The news spread fast among the other patients admitted to the hospital, who feared that they are not in safe hands.

However, they also felt that they had no other option. A 33-year-old vendor, who was admitted in the orthopaedic ward after a speeding vehicle rammed into him a few days ago, said, “Earlier, the poor died outside the hospitals. Now they die inside due to the carelessness of the staff.”

“With so many patients, the staff is bound to have no value for human life,” said a 44-year-old man who works as a peon, while accompanying his brother who has been paralysed from below the hips. He added that he now constantly fears that his brother is not being given proper treatment.

According to health expert Abhay Shukla, the incident can be a minor one for the hospital, but it is a huge loss to the family of the deceased. “There has to be a procedure in place wherein a patient is certified dead, the case papers are made, and the other staff then works according to these papers,” said Shukla, adding that
in this case, no such procedure was followed.

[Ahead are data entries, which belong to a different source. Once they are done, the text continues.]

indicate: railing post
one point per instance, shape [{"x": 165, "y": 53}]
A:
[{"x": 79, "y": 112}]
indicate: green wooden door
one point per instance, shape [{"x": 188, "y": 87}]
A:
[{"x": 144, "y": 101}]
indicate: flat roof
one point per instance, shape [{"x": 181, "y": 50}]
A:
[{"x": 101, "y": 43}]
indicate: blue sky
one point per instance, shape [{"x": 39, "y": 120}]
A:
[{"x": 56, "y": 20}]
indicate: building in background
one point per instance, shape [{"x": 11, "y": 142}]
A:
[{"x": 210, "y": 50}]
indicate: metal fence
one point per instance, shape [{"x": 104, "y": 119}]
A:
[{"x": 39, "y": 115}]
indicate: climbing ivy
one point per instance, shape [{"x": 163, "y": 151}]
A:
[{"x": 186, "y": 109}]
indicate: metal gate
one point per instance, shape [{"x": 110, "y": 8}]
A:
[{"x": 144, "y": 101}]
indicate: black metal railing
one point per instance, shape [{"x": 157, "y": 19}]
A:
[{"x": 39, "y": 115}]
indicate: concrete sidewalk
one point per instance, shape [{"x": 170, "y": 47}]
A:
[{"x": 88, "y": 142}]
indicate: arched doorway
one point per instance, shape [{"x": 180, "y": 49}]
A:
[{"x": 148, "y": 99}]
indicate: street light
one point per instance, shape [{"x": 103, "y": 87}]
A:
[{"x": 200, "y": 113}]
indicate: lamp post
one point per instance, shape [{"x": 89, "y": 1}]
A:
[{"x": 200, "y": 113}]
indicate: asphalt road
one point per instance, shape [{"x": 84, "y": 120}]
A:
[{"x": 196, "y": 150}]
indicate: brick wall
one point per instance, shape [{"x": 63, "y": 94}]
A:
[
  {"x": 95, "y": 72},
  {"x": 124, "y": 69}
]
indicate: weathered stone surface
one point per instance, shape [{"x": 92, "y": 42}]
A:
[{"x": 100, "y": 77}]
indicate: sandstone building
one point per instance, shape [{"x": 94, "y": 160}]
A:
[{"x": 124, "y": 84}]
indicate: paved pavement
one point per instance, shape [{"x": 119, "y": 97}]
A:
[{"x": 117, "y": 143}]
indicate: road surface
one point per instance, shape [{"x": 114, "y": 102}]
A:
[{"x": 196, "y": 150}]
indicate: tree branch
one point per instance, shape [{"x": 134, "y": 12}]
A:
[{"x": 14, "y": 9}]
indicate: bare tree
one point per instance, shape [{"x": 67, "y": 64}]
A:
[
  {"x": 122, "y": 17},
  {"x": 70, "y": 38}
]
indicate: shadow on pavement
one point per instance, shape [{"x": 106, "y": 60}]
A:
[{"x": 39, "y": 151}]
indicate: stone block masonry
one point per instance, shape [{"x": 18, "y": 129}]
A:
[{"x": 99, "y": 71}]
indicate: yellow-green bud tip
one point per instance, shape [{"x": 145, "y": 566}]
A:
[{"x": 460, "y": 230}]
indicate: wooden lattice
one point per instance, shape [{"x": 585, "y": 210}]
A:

In the ward boy’s defence, Pradeep Narkar, joint secretary of the municipal mazdoor union, claimed there was no mistake. “The nurses have to be present when the ward boy prepares the body to be taken to the mortuary.

However, in this case, the nurses were busy,” he said. Nerkar added that, “After a patient is declared dead, a white curtain is pulled between his cot and the others. In this case, the white curtain was removed, most probably by the relatives, due to which he got confused.”